5. Robert De Niro – Cape Fear
Martin Scorsese’s decision to direct this remake of a classic ’60s thriller came as little shock to anyone familiar with his work. Themes like corruption and guilt, mixed with violence, criminals, and conflicted outsiders have always been right up his alley. After receiving critical acclaim for movies like Taxi Driver, Raging Bull, and Goodfellas, Cape Fear proved to be a wise move on the director’s part. The story follows a convicted rapist who begins to stalk the family of the lawyer who unsuccessfully defended him.
4. Joaquin Phoenix – I’m Still Here
Remember that weird period when Joaquin Phoenix seemed to have lost his mind? He made bizarre talk show appearances, sporting an overgrown beard and talking about giving up acting to become a rapper. The hosts, not sure how to handle him, would politely chortle with a perplexed look on their faces. And then he actually did “quit” acting, and performed as a rapper on a few occasions. For about two years, people were convinced Phoenix had gone completely off the rails. Drugs, prostitutes, insanity – everything was on the table as far as the public was concerned.

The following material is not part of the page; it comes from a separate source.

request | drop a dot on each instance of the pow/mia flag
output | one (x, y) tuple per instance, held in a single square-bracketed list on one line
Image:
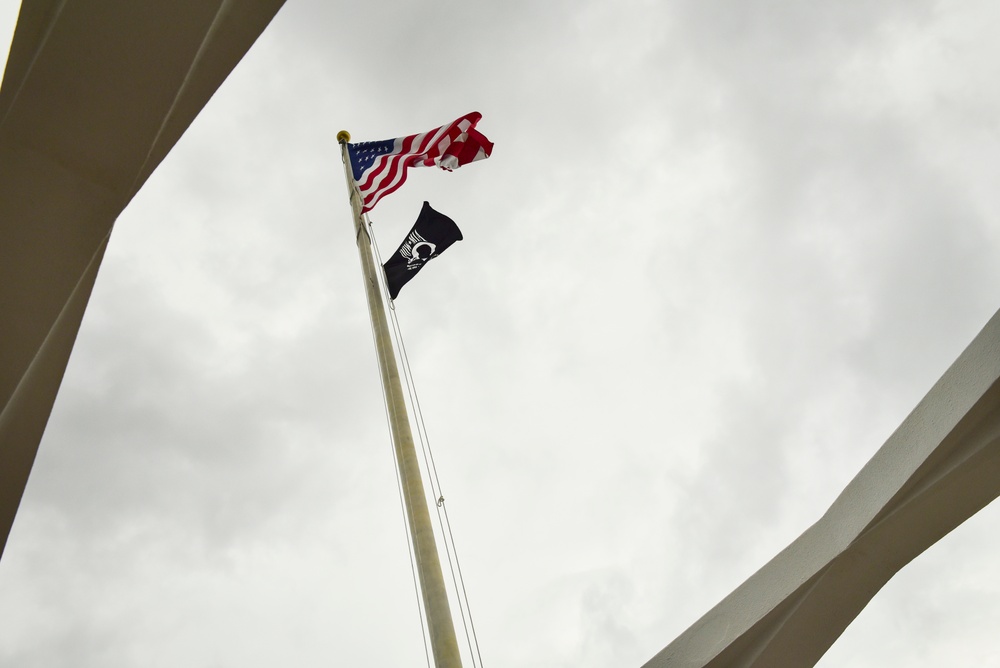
[(431, 235)]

3. Daniel Day-Lewis – All of his Movies
Daniel Day-Lewis famous “method” when it comes to acting. He’s notorious for the extreme measures and in-depth research he makes in preparation. The actor is highly selective when it comes to the roles he takes, starring in only seven movies since 1996. He’s also very secretive about his private life, rarely giving an interview or making a public appearance. And when he’s making a movie, he rarely – if ever – breaks character.
2. Marlon Brando – The Men
Like Day-Lewis, Marlon Brando gained fame (and notoriety) for his intense method approach to acting. Prior to starring in The Men, a movie about a group WWII vets who had to cope with the mental and physical injuries of war, Brando spent a whole month is a VA hospital. Very few members of staff or patients knew who he was, and he blended in among the amputees.

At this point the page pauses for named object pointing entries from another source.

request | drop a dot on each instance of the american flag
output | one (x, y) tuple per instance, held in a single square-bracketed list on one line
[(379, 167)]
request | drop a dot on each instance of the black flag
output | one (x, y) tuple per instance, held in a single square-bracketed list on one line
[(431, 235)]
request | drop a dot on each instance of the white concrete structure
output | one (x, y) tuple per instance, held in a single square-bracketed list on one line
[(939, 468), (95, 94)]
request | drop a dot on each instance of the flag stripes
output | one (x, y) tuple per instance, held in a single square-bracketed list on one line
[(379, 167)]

1. Heath Ledger – The Dark Knight
Heath Ledger gave a career-defining, Oscar-winning performance as the Joker in The Dark Knight. In preparation for the role, Ledger got deep into method acting. He locked himself in a hotel room for a month. He limited his contact with the outside world, opting instead to feverishly research and refine his take on arguably the most iconic comic book villain in history. Ledger said in an interview, “I ended up landing more in the realm of a psychopath – someone with very little to no conscience towards his acts.”